I let out a breath and sit back down. I worry too. Always have, always will. “Only if I get the blanket,” I say, trying to tug it back.

He shakes his head. “How about we share it?”

I have to sit closer to him than before to do that, and even though there’s still an inch between us, I can feel his heat caressing my side. It’s hot enough to bring tears to my eyes as I try to gather up the courage to give up on my hope, and just tell him, finally.

But every time I open my mouth, nothing comes out and I have to shut it again.

After a while, Sam grows restless. He picks up the remote and turns off the television, drowning us in navy darkness. “The movie’s boring,” he says and then stretches up from the couch. “I have a better idea.”

“What’s that?”

Sam beckons me out of the room and I follow to the kitchen, where he pulls out a bottle of bourbon. “Let’s drink. And we can play board games or something.”

I take the bottle, open it, and sniff. The stuff is nasty.

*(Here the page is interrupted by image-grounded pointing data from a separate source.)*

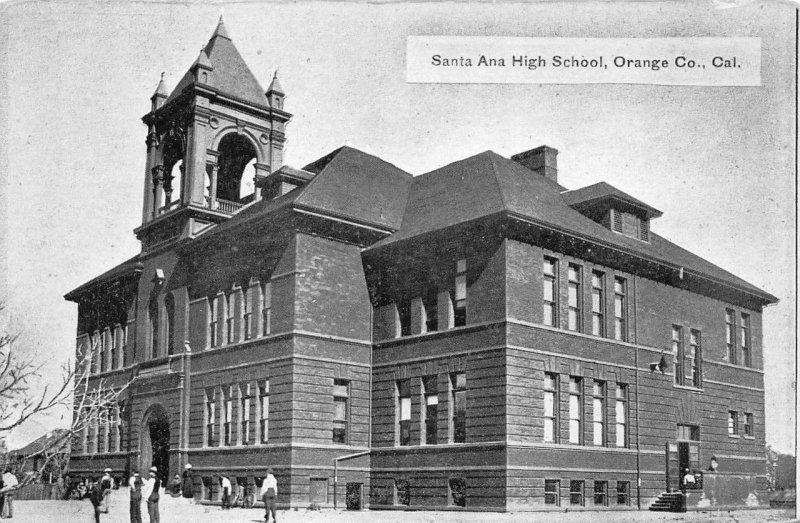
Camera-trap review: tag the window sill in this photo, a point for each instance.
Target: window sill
(688, 387)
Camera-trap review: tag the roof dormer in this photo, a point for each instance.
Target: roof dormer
(613, 209)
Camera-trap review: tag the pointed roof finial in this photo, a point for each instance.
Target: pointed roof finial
(275, 85)
(161, 90)
(221, 31)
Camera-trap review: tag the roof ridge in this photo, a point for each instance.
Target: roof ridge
(491, 154)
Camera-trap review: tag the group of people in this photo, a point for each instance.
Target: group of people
(148, 489)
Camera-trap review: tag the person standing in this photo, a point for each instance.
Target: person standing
(135, 486)
(188, 482)
(150, 493)
(9, 487)
(96, 497)
(269, 491)
(106, 484)
(226, 492)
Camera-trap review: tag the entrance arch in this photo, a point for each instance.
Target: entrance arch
(154, 442)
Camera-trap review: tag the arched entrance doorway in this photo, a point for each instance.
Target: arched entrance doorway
(155, 442)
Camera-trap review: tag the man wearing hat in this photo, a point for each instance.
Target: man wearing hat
(188, 482)
(150, 493)
(135, 485)
(106, 484)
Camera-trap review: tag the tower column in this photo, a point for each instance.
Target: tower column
(157, 177)
(147, 205)
(213, 169)
(196, 154)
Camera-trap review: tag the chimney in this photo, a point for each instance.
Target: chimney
(541, 160)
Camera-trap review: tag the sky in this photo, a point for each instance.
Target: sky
(76, 78)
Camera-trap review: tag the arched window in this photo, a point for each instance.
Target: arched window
(235, 152)
(169, 304)
(152, 312)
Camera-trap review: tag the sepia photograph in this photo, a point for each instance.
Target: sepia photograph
(398, 261)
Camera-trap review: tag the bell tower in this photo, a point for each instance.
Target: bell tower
(208, 144)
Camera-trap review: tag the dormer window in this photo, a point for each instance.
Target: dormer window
(630, 225)
(614, 209)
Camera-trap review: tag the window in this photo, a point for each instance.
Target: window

“Leave that crap here. Come on.” I jerk my head toward the door. “Grab your keys.”

We trek over to my place where I find whiskey that’s half decent. I pour us a couple and we take it to my solid dining table. “What game you want to play?”

Sam blinks rapidly and downs half of his drink in one mouthful. “How about Taboo?”

I freeze as I think of his list, and wonder if he’s thinking the same thing, and why he’s mentioning this game of all the games I have here.

“Or . . . uh, I don’t know. We could just play some cards?” He shrugs.

I drink all of my whiskey. Then I leave, coming back when I have a dusty box of Taboo in my hand.

“Been a long time since it’s been played, huh?”

“You have no idea.”

He looks at it for a while. His eyes slowly light up, eager, and there’s something almost excited in the way he glances up from it to me. But then he frowns, shakes his head at something he’s thinking, and drinks the rest of his whiskey.

“Have you ever . . . thought about it?”

“About what?” I say as I pick up the bottle and pour us both another shot.

“What it’s like with another guy, not a woman?” Sam turns his dark, thick-lashed gaze to the table between us.

I swallow, because this is the moment, and I can’t push it off any longer. “Sam,” I say. “I have to make something clear to you. I’m—”

But he cuts me off, laughing. “You don’t have to tell me you’re straight. I know. I was just wondering if it ever crossed your mind. Once, maybe.”

I don’t know how to continue. It feels like the world doesn’t want me to tell Sam the truth. Well, maybe that’s not the case—but I know I’m using it as an excuse anyway. It’s stupid and ball-less of me, but I can’t help it. “You know I’m straight?”

“’Course,” Sam says, laughing. “I never once for a second actually thought otherwise. It was just a question, you know?”

I’m quiet. And then, “Sure. I’ve thought about being with a guy.” Every day of my life. “You?”

He blushes, and that combined with what he says next has me lost to another hard-on.

“I don’t know. Not really. Maybe.”

“Well, if you wanna try it. We can definitely try it together.”

Shit.

I did not just say that out loud. Please don’t let me have said that out loud. It was the whiskey talking. Must have been.

I pinch myself hard on the thigh and tell myself to shut up and stop letting my dick control my mouth. But it doesn’t want to listen to me. Even as I sink into my chair, it’s stretching, eager to hear Sam’s answer.

“You’re kidding, right?” he laughs, and then he slowly sips his drink, looking at me over the rim of his glass, gaze traveling down my face and over my chest. Whiskey misses his mouth and runs down his chin and onto the table. “Shit. Sorry.” He wipes it up with his sleeve, doing everything he can to not look up at me again.

I wish he would. Maybe then he’d see the truth on my face without me having to say it.

“It’s okay,” I say and pick up my own drink, willing myself not to say anything more. But I can’t help it and they pour out. “And I wasn’t kidding.”